The "Real" Work

Quite often I hear teams lamenting about the number and duration of meetings they must attend.  I've encountered this in organizations large and small, public and private sector.  It usually manifests itself like this:
When can we finish with all these meetings and get some real work done?!
I can certainly sympathize with that feeling... it seems like teams are meeting constantly:
  • Daily Standups
  • Sprint Planning Parts 1 & 2
  • Sprint Review
  • Retrospective
  • Backlog Refinement
  • Design Workshops
  • Release Planning
Those are typical meetings that occur in the single-team, single-backlog version of Scrum.  If you are working in a scaled environment with multiple teams, you likely need to add:
  • Joint Backlog Refinement
  • Joint Retrospective
  • Scrum of Scrums for team coordination
That's a lot of meeting, and a lot of time not doing real work.  Or is it?

Ron Jeffries had an e-mail signature line that I saw years ago that really struck me:
We accomplish what we understand.
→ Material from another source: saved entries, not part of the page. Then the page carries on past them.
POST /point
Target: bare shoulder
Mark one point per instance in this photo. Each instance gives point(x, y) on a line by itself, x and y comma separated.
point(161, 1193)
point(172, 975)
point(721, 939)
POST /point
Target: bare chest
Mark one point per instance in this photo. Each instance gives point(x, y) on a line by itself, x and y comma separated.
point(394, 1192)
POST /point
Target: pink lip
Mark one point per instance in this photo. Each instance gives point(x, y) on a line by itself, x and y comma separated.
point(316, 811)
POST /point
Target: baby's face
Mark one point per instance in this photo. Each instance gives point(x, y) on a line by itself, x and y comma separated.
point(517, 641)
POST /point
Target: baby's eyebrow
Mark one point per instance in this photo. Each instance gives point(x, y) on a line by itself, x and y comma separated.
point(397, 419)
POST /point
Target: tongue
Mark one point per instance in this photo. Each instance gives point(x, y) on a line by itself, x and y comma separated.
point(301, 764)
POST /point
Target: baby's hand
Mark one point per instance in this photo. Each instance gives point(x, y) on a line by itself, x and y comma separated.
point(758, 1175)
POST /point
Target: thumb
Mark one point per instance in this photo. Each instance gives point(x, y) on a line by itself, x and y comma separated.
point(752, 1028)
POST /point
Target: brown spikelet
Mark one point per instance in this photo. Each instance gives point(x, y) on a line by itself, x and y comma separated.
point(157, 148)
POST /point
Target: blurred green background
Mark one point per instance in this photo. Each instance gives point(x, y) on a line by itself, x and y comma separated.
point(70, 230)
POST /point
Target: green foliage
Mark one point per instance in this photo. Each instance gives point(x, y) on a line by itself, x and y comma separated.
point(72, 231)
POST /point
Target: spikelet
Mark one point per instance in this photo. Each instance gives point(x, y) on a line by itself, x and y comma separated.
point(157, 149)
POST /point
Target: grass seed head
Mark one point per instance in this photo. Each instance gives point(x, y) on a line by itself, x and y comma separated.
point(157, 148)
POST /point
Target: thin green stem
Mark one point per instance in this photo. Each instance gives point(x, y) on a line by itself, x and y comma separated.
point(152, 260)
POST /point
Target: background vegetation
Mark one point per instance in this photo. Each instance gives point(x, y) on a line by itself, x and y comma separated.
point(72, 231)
If we are to accomplish something together, we need to understand it together.
In other words, it's the shared understanding of the work to be performed that is critical to the success of that work.  Every requirements process in existence, from binders full of the system shall's to a business person sitting beside a developer giving instructions, seeks to achieve the same goal - a shared understanding of the work to be done.

As this video shows, a shared understanding is critical to success:



While the video is intended to be humorous, how many examples of misinterpreted requirements can you remember from previous projects?  The words may have been clearly written in a document, but what the author of the requirement meant was "see if he's still alive" while the development team interpreted the requirement to mean "please ensure he's dead".  Even when the requirement is stated face-to-face with a representative from the team, that person may take his misinterpretation back to the team.

In most organizations in which I've coached, the transition to an Agile process meant that all team members were now involved in the meetings mentioned above, rather than a select few.  There are some exceptions, such as the joint meetings held in the scaled model of Scrum, but the general rule is to be much more inclusive about who attends meetings rather than limiting attendance to more senior people for example.

On the face of it, this inclusive nature seems rather wasteful.  Where you once had a weekly team meeting for an hour or two, you now have daily meetings that can take 15 minutes each plus follow-on discussions.  Where you once had perhaps two team members attending requirements meetings of a few hours, you may now have an entire team.  So, yes, the amount of time spent per person in meetings does increase.

The benefit of that increase is that everyone is hearing the same message, contributing to the same discussions, and moving closer to a shared understanding of the work - shared not only within the development team, but with the business for whom the work is being done.  By doing so, the risk of misinterpretation drops significantly and the probability of getting the work right the first time increases.  These prevent costly rework when a mistake is discovered, and even avoid unnecessary work altogether when the discussion leading to the shared understanding uncovers simpler ways to accomplish the business goal.

In other words, those meetings are real work.